Kemp was a vigorous gay rights opponent in Congress. He supported the firing of homosexual teachers, saying, "I think a school board should have the right to choose what type of example we have for our children in public schools." Kemp fought legislation protecting the civil rights of people with HIV and supported a bill that would have required the mandatory reporting of those with the disease. He frequently characterized gay rights as "special rights" and was a co-founder of the right-wing think tank, the Heritage Foundation.

But as is so often the case with people like Jack Kemp, there may be a story behind the hate.

Peter O'Shea, in a 1996 Capital Q story, reported:
Associated Press this week ran a story in which one of Kemp's former campaign managers was asked about a report dating back nearly 30 years that Kemp participated in a wild gay party at a ski cabin, which he partly owned with several gay men, in Lake Tahoe. The story, which Charles Black who managed Kemp's campaign in 1988 dismissed as "totally unfounded", dates back to 1967 when Kemp worked for then-California Governor, Ronald Reagan. After the party the New York Times ran an article reporting that a "homosexual ring" was running Reagan's office. At least one of Reagan's aides was fired. Later, in the mid-1980s, Newsweek ran a report in which Kemp maintained his investment in the cabin was strictly a business arrangement. [snip]

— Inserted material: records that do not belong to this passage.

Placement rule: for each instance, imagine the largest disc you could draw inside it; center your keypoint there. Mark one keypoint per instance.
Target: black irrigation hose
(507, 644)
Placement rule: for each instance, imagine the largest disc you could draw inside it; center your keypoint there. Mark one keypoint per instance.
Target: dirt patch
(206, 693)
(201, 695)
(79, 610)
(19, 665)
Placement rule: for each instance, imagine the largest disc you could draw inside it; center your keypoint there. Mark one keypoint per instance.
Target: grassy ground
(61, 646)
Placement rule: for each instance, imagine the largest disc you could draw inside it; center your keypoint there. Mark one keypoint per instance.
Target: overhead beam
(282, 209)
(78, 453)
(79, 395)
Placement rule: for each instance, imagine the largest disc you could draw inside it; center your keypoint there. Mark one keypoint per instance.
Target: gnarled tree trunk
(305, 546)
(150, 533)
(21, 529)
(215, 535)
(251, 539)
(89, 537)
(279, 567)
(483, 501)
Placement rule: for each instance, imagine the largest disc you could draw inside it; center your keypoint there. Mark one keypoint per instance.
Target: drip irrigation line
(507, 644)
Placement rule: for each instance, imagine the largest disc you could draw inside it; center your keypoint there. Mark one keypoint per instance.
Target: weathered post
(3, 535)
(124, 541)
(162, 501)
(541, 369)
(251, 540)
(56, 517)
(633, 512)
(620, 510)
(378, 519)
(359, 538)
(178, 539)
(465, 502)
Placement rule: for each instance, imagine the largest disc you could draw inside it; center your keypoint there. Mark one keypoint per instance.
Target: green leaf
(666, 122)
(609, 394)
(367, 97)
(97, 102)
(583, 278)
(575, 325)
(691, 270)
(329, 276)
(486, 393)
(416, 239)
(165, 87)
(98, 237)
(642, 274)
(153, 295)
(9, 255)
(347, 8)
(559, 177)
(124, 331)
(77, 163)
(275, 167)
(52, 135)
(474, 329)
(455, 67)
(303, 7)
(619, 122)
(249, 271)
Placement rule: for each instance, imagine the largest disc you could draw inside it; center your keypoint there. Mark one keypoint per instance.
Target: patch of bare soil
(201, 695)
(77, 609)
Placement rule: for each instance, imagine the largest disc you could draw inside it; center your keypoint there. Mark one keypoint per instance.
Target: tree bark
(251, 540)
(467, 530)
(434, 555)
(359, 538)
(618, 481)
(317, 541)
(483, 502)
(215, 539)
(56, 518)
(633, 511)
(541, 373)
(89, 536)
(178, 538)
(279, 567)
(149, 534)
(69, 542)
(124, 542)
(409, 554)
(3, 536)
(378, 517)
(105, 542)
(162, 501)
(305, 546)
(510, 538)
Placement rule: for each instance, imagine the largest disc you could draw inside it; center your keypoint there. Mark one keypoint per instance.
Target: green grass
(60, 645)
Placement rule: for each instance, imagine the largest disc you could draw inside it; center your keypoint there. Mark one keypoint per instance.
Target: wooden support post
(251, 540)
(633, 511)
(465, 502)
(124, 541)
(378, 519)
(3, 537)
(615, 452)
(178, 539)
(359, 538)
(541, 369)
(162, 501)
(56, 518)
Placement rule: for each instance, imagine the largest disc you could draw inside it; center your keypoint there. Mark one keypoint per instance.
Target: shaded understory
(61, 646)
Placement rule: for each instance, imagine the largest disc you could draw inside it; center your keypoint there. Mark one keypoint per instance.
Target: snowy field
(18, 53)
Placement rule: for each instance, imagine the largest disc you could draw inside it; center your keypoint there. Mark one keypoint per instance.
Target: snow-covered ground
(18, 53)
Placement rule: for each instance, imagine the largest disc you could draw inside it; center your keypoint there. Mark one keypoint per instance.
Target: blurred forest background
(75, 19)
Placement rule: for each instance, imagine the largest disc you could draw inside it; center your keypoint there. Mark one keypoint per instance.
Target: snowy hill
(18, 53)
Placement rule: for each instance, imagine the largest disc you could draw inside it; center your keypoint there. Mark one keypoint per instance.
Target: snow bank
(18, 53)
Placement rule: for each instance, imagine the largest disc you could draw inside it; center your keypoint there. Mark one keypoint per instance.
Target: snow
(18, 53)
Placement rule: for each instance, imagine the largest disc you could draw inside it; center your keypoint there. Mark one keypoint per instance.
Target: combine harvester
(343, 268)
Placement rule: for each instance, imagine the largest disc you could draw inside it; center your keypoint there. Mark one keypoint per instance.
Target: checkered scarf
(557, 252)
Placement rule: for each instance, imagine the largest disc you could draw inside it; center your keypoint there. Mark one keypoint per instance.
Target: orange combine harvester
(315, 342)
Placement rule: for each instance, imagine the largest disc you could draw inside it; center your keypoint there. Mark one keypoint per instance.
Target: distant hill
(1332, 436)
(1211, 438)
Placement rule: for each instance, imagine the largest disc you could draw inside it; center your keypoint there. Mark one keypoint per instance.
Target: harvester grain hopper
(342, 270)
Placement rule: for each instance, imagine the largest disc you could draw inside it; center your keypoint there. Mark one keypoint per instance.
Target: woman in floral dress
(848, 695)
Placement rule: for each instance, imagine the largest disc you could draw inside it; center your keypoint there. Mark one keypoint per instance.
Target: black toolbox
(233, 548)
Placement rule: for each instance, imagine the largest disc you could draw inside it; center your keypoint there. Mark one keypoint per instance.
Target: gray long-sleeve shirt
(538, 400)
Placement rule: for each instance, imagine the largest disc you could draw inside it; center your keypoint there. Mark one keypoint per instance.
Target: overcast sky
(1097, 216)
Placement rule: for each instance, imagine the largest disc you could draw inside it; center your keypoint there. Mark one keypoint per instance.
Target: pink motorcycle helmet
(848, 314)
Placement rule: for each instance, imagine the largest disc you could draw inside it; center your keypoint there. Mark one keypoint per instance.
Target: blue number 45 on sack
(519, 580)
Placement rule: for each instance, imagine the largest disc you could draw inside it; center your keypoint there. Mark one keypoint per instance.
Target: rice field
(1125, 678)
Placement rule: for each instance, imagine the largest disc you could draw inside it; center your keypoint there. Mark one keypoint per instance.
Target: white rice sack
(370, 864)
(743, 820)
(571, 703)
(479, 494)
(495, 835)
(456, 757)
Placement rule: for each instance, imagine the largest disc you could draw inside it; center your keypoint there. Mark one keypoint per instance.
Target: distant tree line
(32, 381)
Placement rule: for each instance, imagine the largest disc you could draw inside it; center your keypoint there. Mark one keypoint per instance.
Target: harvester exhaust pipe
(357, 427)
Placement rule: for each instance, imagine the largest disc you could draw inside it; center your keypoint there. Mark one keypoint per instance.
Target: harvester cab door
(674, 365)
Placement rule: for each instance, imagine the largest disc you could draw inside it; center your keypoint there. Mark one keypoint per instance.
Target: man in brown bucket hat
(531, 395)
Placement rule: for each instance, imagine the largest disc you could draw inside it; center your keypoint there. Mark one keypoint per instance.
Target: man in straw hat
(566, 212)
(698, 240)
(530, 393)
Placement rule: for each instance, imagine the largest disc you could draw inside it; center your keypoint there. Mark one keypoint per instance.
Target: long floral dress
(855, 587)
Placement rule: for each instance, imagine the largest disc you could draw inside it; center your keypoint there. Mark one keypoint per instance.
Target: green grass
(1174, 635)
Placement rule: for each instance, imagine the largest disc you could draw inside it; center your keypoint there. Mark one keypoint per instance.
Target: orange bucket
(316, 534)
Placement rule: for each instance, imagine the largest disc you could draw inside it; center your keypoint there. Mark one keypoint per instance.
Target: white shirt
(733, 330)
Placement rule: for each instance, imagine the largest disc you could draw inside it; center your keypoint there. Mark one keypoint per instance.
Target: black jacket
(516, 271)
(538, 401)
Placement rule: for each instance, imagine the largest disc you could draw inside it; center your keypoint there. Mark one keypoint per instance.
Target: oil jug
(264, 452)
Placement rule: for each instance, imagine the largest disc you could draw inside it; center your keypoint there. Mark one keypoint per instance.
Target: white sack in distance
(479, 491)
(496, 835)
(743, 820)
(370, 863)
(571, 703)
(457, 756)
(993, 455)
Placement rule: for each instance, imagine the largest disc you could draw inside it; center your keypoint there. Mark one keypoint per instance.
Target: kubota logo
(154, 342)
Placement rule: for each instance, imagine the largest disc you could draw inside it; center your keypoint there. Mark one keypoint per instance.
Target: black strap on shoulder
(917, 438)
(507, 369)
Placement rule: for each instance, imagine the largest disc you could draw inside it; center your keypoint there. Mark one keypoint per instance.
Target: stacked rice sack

The San Francisco Independent and the New York gay newspaper LGNY also reported this week that Kemp, 53, who is married with four children, is rumored to be gay. LGNY reporter Andy Humm explained that "when someone being hailed as supposedly tolerant and committed to civil rights is in reality someone who shuts the door in faces of gay people on every single issue, it becomes relevant if he is homosexual". In addition, at least a dozen reports from US gay journalists and activists on Kemp's supposed gay past have been passed onto Capital Q. Capital Q has, however, been unable to substantiate them.